Una delle spie principali per riuscire a comprendere quanto genuino sia tale interesse risiede nel modo in cui, quando parliamo noi, il consulente ci ascolta.

Fai attenzione, allora, a come ti ascolta (e questo sia con i nuovi incontri che con il tuo consulente abituale).

L’ascolto infatti non è quasi mai un atto spontaneo, automatico: non corrisponde a “sentire”. Sentire è un atto fisico spontaneo, mentre ascoltare è un atto volontario.

E se il consulente ha veramente la volontà di ascoltarci NON dovrebbe farlo:

  • con indifferenza: è presente fisicamente ma evidentemente ci ignora (“Ma io lo stavo ascoltando!” è la risposta tipica di chi confonde il sentire con l’ascoltare) in attesa: si concentra su cosa dire e attende con impazienza di parlare, tanto che spesso ci interrompe
  • presuntuosamente: presume di aver capito immediatamente il senso del discorso che stiamo facendo (“non vada oltre, ho già capito tutto…”)
  • selettivamente: ascolta del discorso solo ciò che vuole sentire, per esempio quello che gli serve per proporci un nuovo prodotto.
  • in modo autoreferenziale: non è in grado di mettersi nei nostri panni, tende sempre a ricollegarsi alla propria esperienza per parlare di sé e dei suoi prodotti senza lasciarci esprimere completamente : • ritualmente: apparentemente è attento ma, in realtà non c’è alcun interesse (Hm, hm…. Sì, sì …. capisco”)
  • prestando attenzione solo ai fatti: è effettivamente teso all’ascolto ma solo dei fatti enunciati e non anche a cogliere il nostro stato d’animo, gli atteggiamenti e quindi la sfera da cui trae origine il vero significato di quanto detto (“Sarà anche vero, ma non mi sembra il caso di drammatizzare” … )

A chi accordare fiducia.

Ma allora a chi concedere di guadagnarsi nel tempo la nostra fiducia e, se l’ha già fatto, di chi continuare a fidarsi?
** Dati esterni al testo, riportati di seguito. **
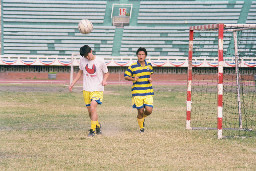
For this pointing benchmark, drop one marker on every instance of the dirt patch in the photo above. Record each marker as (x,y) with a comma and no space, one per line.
(33,88)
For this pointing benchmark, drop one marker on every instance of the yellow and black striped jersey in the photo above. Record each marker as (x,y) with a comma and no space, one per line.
(141,87)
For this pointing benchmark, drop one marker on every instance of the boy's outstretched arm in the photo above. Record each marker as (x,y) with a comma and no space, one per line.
(79,74)
(105,77)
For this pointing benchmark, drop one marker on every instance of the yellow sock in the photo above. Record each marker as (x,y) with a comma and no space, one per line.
(144,116)
(98,124)
(140,122)
(93,125)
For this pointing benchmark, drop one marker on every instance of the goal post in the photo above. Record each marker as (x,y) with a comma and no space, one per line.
(218,30)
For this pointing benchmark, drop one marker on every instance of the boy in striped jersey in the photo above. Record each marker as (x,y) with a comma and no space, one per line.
(142,90)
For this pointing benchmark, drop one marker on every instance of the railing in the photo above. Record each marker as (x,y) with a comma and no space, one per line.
(122,61)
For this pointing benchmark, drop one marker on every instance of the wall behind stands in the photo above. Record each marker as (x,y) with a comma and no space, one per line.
(46,27)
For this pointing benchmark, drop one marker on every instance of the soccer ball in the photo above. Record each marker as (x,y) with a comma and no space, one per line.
(85,26)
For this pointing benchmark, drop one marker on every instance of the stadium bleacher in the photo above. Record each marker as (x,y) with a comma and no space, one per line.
(49,28)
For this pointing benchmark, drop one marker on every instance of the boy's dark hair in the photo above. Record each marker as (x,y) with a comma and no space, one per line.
(84,50)
(142,49)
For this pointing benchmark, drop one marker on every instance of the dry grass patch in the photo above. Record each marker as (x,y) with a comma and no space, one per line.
(51,134)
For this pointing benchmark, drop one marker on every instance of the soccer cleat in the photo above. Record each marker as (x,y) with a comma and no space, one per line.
(142,130)
(91,133)
(98,131)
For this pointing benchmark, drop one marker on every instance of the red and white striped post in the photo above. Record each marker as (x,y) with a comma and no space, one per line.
(220,81)
(189,83)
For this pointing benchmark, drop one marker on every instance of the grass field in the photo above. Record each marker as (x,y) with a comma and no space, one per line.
(44,127)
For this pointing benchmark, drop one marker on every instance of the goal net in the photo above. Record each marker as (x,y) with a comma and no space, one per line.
(221,90)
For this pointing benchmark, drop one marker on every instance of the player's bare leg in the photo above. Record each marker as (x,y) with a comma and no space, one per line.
(92,109)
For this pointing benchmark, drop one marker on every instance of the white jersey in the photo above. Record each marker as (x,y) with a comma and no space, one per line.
(93,72)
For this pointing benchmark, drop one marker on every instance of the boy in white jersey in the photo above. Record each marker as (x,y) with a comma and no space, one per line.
(95,74)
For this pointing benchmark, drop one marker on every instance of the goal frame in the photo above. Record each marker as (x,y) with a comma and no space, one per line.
(220,28)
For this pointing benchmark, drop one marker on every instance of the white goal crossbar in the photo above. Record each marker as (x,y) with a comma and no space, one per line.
(220,28)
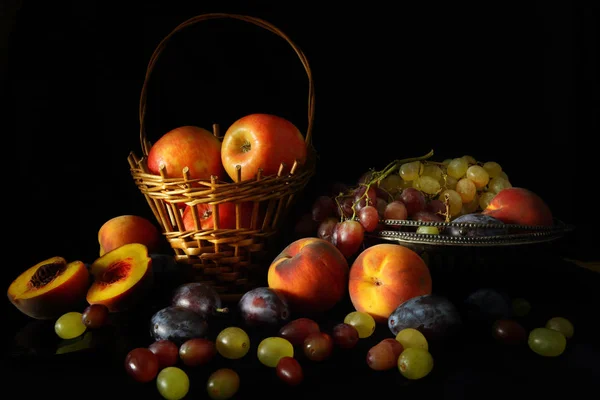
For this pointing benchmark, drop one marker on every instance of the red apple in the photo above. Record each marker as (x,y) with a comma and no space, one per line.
(226,216)
(261,141)
(187,146)
(311,273)
(519,206)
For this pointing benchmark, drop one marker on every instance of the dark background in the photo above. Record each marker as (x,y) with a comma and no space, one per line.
(514,83)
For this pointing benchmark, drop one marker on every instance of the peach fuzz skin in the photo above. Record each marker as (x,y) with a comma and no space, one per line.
(519,206)
(126,229)
(384,276)
(187,146)
(65,291)
(261,141)
(311,273)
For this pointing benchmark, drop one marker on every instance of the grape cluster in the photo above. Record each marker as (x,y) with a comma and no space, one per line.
(412,189)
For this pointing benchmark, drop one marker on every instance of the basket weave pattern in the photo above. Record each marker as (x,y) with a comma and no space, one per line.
(228,259)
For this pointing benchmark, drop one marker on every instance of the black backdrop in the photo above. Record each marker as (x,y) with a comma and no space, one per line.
(513,83)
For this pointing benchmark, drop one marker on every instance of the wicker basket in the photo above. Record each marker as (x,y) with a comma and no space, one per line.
(231,260)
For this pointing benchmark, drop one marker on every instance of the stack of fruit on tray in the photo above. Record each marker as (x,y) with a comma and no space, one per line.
(385,290)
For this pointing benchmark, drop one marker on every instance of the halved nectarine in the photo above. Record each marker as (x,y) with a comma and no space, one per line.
(122,277)
(50,288)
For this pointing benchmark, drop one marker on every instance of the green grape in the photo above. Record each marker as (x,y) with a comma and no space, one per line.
(547,342)
(272,349)
(172,383)
(411,171)
(411,337)
(428,230)
(223,384)
(427,184)
(561,325)
(478,175)
(454,200)
(457,168)
(493,168)
(69,325)
(233,343)
(415,363)
(521,307)
(363,322)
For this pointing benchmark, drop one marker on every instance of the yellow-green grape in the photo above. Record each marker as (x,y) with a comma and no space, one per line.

Be’ … innanzitutto fidiamoci di chi NON corrisponde alla tipologia tratteggiata prima (chi non fa promesse a vanvera, chi ha una prospettiva di lungo periodo, chi si assume le responsabilità degli insuccessi, oltre che dei successi, eccetera) e di chi ci ascolta veramente, è cioè diversamente dai modi appena descritti.

Ma, inoltre, fidati solo di chi dimostra (fin dai primi momenti):

  • integrità e condotta esemplare (coerenza estrema tra promesse e fatti, fra parole e comportamenti)
  • competenza ma anche umiltà, passione e curiosità nello svolgere il proprio lavoro
  • considerazione per le tue ansie e preoccupazioni, oltre che per i risultati concreti
  • interesse per te, la tua famiglia, il tuo lavoro, oltre che per i tuoi soldi
  • una esperienza solida e pluriennale l’interesse ad avere con te momenti di contatto molto frequenti, indipendentemente dall’andamento delle Borse o dalle ultime novità di prodotto (nella buona e nella cattiva sorte, potremmo dire)

Di chi ci prova, insomma – veramente, costantemente, duramente ma anche serenamente – a fare il suo lavoro bene, cioè producendo valore per i suoi clienti, nel tempo, negli anni, nei decenni, indipendentemente dagli alti e bassi delle singole giornate.